The study, conducted by University of East Anglia (UEA) and Birkbeck, University of London, looked at the brain responses of 48 10-month-old babies using electroencephalography (EEG) while they watched a 40-second clip from Disney’s Fantasia on repeat. The research team found they could predict whether or not the baby would enjoy watching fast-paced TV six months down the road. According to the researchers, this could help the ongoing debate around early TV exposure for babies.
"The sensory environment surrounding babies and young children is really complex and cluttered, but the ability to pay attention to something is one of the first developmental milestones in babies,” Dr Teodora Gliga, from UEA’s School of Psychology and lead researcher on the study, stated in a press release. “Even before they can ask questions, children vary greatly in how driven they are to explore their surroundings and engage with new sights or sounds.”
In the study, the researchers wanted to find out why babies appear to be so different in how they seek out new visual sensory stimulation (i.e. being attracted to shiny objects, bright colours or moving images on TV). There have been several theories to explain the differences, Gliga continues, including infants who are less sensitive will seek less stimulation and some babies may just process information and seek out new stimulation more often. However, the researchers wanted to test a third theory by showing babies who prefer newness may seek more varied stimulation.
To do this, the researchers looked at how the babies’ brain waves responded to the random interruptions to the clip. These were in the form of a black and white checkerboard that would suddenly flash on screen. Specifically, they looked to see how quickly the babies switched their attention from the repeating video to the checkerboard.
The researchers then asked parents and caregivers to fill out a questionnaire about their child’s sensory habits, including whether they enjoyed watching fast-paced and brightly-coloured TV shows. They followed up with a second, similar questionnaire six months later.
"As the babies watched the repeated video clip, EEG responses told us that they learned its content. We expected that, as the video became less novel and therefore engaged their attention less, they would start noticing the checkerboard,” Gliga said. “But some of the babies started responding to the checkerboard earlier on while still learning about the video, suggesting that these children had had enough of the old information. Conversely, others remained engaged with the video even when there was not much to learn from it.”
The researchers believe their work in being able to predict the babies’ television habits suggests that children’s television exposure is driven by their own nature, rather than early TV exposure.

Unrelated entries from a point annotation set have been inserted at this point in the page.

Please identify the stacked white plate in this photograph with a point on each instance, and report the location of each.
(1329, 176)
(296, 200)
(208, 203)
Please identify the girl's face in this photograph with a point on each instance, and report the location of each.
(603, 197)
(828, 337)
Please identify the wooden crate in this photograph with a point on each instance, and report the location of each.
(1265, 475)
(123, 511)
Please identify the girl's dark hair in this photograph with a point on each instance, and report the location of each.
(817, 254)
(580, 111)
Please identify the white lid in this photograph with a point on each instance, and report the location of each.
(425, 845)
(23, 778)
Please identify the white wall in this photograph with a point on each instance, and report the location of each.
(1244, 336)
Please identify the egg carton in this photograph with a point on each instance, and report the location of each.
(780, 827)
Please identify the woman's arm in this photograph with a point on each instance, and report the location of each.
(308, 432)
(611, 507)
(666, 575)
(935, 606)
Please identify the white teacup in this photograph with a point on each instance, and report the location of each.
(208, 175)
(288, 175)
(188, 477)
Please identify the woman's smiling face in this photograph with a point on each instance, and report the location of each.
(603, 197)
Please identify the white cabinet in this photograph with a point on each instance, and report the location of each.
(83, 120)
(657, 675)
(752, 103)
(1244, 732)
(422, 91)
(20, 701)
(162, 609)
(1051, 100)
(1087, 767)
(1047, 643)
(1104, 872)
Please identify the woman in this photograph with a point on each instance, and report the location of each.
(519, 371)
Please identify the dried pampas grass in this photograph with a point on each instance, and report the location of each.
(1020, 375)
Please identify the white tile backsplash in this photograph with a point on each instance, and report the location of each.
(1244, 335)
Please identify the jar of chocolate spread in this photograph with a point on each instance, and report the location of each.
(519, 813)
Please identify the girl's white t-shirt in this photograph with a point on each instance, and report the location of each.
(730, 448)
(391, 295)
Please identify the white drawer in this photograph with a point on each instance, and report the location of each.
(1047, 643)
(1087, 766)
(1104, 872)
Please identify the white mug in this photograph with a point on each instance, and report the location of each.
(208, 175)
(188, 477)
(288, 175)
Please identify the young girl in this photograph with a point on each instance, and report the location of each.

“It is unlikely that our findings are explained by early TV exposure since parents reported that only a small proportion of 10-month-olds were watching TV shows,” Gliga said.
Next, the research team aims to look specifically at what drives these individual differences when it comes to paying attention to “novelty,” including the role early environments for babies may play in this.
"Exploration and discovery are essential for children’s learning and cognitive development. Yet, different children may benefit from different environments for their learning,” Elena Serena Piccardi, from Birkbeck, University of London, also said in the press release. As such, this research will help us understand how individualized environments may nurture children’s learning, promote their cognitive development and, ultimately, support achievement of their full potential.”